Le cardinal de Guadalajara (Mexique) vient de déclarer que la dépénalisation de l'avortement causera un « grave dommage à la conscience de la majorité des Mexicains, parce qu'ils pourront penser que cette pratique étant permise par la loi, elle n'est pas chose mauvaise ». Et ce d'autant plus que l'avortement sera fourni par des établissements d'Etat. Le cardinal Juan Sandoval Iñiguez a qualifié la dépénalisation d'« erreur monumentale ».

En effet, c'est la loi qui dicte les mœurs et non l'inverse. La loi autorisant l'avortement émousse ou abrutit les consciences. On dit qu'il faudra rectifier les consciences pour espérer revenir, en France par exemple, sur la légalisation de l'avortement. N'est-il pas plus exact de dire que la repénalisation de l'avortement, fût-elle progressive, serait le meilleur moyen de changer « l'opinion » ?

C'est en tout cas ainsi qu'on a procédé - par la voie répressive - pour faire diminuer les « violences routières » (qui tuent près de quarante fois moins que l'avortement)...

Choisir la vie... en Angleterre

Le Daily Mail, quotidien très populaire outre-Manche, racontait vendredi l'histoire d'Anna Chernocke, photographe et illustratrice freelance. « Pourquoi j'ai changé d'avis quelques secodes avant de subir un avortement », proclame le titre de l'article.

La jeune femme venait de rompre avec son petit ami.
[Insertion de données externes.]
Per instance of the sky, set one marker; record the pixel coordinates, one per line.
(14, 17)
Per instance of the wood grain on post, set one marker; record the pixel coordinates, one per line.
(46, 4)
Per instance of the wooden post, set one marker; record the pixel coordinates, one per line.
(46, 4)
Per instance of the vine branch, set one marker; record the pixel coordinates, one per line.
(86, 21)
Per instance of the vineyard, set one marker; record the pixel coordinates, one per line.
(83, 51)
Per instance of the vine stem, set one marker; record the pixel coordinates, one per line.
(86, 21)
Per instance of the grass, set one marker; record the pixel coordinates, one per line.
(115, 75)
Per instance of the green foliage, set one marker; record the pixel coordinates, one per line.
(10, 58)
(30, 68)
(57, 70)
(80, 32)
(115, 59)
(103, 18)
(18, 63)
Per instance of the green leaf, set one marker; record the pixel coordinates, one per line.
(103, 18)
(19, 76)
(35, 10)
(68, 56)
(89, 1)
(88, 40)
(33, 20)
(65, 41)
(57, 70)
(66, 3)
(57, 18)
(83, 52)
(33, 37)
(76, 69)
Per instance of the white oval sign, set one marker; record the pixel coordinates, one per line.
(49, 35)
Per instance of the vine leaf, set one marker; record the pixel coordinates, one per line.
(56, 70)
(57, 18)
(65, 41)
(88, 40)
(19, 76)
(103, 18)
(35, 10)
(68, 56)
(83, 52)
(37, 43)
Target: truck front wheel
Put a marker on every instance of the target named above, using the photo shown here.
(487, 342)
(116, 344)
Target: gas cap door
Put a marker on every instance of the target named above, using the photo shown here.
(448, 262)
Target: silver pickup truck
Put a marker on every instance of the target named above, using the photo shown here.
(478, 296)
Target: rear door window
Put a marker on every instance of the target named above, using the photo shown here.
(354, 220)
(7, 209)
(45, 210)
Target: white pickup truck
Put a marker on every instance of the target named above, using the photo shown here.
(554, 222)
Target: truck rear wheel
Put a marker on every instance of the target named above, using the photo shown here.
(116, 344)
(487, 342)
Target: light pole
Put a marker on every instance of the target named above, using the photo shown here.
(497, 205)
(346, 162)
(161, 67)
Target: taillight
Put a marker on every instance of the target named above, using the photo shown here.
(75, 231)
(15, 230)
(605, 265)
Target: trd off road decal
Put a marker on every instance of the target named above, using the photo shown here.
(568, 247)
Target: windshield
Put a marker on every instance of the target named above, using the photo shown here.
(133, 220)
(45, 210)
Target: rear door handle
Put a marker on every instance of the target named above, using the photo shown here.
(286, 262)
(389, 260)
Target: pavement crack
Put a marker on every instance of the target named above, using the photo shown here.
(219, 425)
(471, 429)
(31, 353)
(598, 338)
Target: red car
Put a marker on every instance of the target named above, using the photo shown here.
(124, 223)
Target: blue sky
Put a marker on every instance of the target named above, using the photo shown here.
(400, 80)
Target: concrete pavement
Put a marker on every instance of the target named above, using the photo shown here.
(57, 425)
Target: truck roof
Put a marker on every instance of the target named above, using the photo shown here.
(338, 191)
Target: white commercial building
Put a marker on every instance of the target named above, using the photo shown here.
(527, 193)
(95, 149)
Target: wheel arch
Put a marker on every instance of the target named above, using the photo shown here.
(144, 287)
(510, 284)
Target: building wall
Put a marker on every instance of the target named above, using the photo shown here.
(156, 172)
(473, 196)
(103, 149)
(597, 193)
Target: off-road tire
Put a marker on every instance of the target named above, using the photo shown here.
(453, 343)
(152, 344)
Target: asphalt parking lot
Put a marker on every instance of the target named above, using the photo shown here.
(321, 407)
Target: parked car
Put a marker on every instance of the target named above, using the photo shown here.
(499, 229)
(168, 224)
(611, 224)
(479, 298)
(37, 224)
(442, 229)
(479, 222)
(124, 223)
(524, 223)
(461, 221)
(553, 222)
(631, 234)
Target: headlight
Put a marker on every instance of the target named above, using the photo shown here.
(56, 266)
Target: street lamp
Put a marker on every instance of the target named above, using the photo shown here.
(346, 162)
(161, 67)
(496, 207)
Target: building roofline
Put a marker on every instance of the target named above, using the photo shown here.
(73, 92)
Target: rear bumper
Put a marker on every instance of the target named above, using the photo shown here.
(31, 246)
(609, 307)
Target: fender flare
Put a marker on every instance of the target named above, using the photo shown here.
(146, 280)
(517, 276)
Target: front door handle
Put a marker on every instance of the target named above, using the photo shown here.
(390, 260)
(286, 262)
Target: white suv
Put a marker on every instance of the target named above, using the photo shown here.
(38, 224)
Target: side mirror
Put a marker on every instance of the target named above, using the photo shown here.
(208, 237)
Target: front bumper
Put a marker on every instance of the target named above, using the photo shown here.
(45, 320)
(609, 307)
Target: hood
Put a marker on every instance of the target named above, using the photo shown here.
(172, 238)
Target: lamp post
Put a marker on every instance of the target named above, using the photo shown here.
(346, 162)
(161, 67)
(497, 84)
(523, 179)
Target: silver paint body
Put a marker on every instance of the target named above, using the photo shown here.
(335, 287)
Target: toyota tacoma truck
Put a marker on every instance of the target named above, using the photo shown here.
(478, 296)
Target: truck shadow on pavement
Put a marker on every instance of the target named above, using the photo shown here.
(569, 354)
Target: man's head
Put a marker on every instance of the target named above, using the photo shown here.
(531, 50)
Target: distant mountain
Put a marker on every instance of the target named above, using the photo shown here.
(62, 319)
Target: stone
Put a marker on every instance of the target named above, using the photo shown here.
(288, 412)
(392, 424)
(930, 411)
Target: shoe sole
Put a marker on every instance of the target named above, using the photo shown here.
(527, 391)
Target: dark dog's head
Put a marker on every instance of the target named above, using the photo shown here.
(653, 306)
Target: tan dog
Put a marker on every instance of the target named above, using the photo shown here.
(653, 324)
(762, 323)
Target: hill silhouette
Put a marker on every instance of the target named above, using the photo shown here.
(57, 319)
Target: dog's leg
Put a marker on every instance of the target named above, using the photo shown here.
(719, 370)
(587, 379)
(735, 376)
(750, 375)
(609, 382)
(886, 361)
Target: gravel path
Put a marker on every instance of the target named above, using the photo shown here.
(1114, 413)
Etant sous contraceptifs chimiques, elle n'a eu connaissance de sa grossesse qu'à seize semaines, après avoir consulté pour des troubles apparemment digestifs. Pas question de garder le bébé : elle était seule, et affectée d'une maladie cardiaque qui rendait sa grossesse dangereuse. Trouver deux médecins pour déclarer justifiée l'intervention tardive fut un jeu... d'enfant. Et Anna obtint un rendez-vous pour avortement à 4 mois et demi.

Dans la salle d'attente de l'hôpital, elle n'attendait plus que l'appel de la salle d'opération où elle devait subir un avortement par dilatation et extraction. On lui avait administré des prostaglandines par voie vaginale pour faciliter l'ouverture du col. On venait seulement de lui expliquer en quoi consistait l'intervention : on allait chercher le cœur du fœtus, lui injecter un poison, puis le démembrer « délicatement » et l'extraire. Elle sentait le bébé bouger. Elle commença à lui parler, ne trouvant qu'un seul mot : « Pardon. »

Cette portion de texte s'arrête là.